In some ways, I pity these researchers. Disturbing the doctrines of the left means payback, big time. I hope they’re ready for the backlash.
THOUGHT FOR THE DAY: “Foremost among the attitudes which affect the making of our policy is American empiricism and its quest for certainty: nothing is ‘true’ unless it is ‘objective,’ and it is not ‘objective’ unless it is part of experience. This makes for the absence of dogmatism and for the ease of social relations. But it has pernicious consequences in the conduct of policy. Policy is the art of weighing probabilities; mastery of it lies in grasping the nuances of possibilities. To attempt to conduct it as a science must lead to rigidity. For only the risks are certain; the opportunities are conjectural. One cannot be ‘sure’ about the implications of events until they have happened and when they have occurred it is too late to do anything about them. Empricism in foreign policy leads to a penchant for ad hoc solutions. The rejection of dogmatism inclines our policy-makers to postpone committing themselves until thee facts are in; but by the time the facts are in, a crisis has usually developed or an opportunitiy has passed. Our policy is, therefore, geared to dealing with emergencies; it finds difficulty in developing the long-range program that might forestall them.” – Henry Kissinger, “The Need for Doctrine,” from the book “Nuclear Weapons And Foreign Policy” (New York: Harper & Row, 1957), pg. 424.

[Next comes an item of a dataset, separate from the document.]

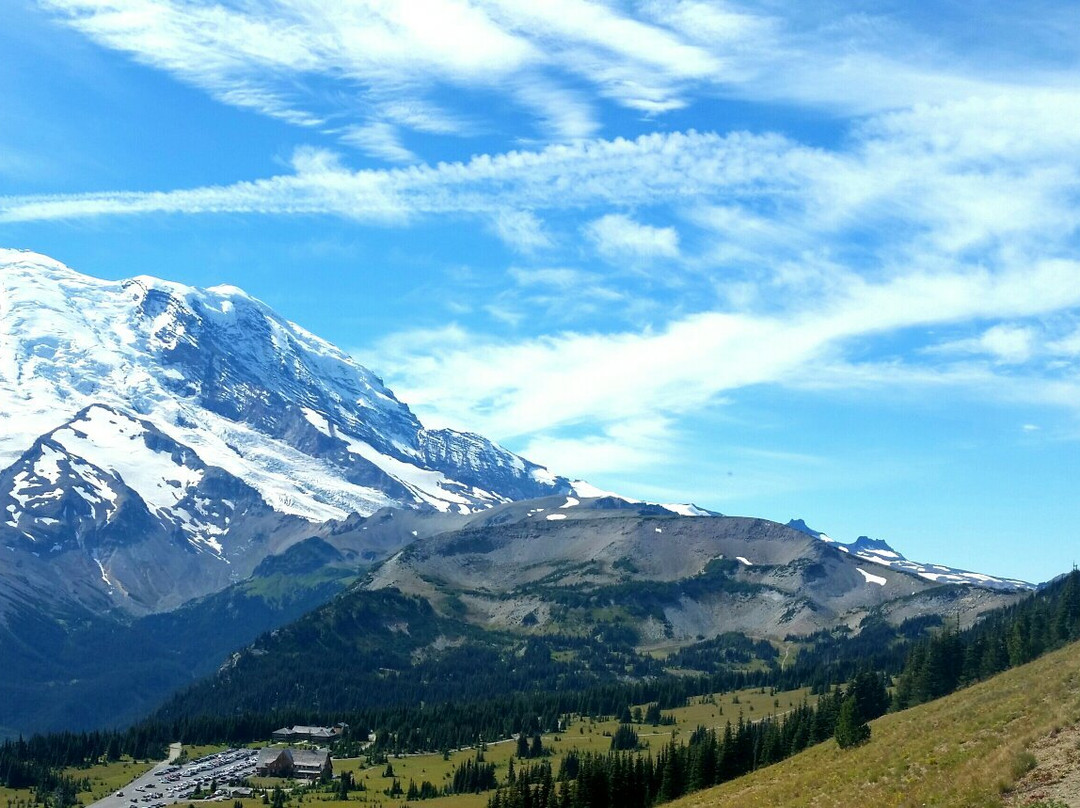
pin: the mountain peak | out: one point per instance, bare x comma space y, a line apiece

ONE IN FIVE? Gallup has just released a poll that finds that Americans believe that one out of five people is homosexual. What to make of this bizarre finding? Even the most desperate boosters of gay rights place the upper limit at around 10 percent; for what it’s worth, I incline more to the 2 – 3 percent fig
ure, but no one knows for sure. So why the exaggeration? I think it’s part of the phenomenon whereby straight people say that gay people keep talking about the subject. We don’t. It’s just that straights are still uncomfortable and notice very clearly when the subject comes up. When I was editing The New Republic, for example, we made an effort to include gay stories the same way we’d include any newsworthy or controversial subjects. But some readers thought that by mere inclusion of gays at all, we’d become a gay magazine. I remember being told by another journalist that TNR had run four gay cover-stories in a year. We’d run one. The exaggeration of the size and power of tiny minorities – mainly gays and Jews – is, in fact, a common feature of social and psychological fear of the other. That’s what we’re picking up in this poll. And it’s as disturbing as it’s out of touch.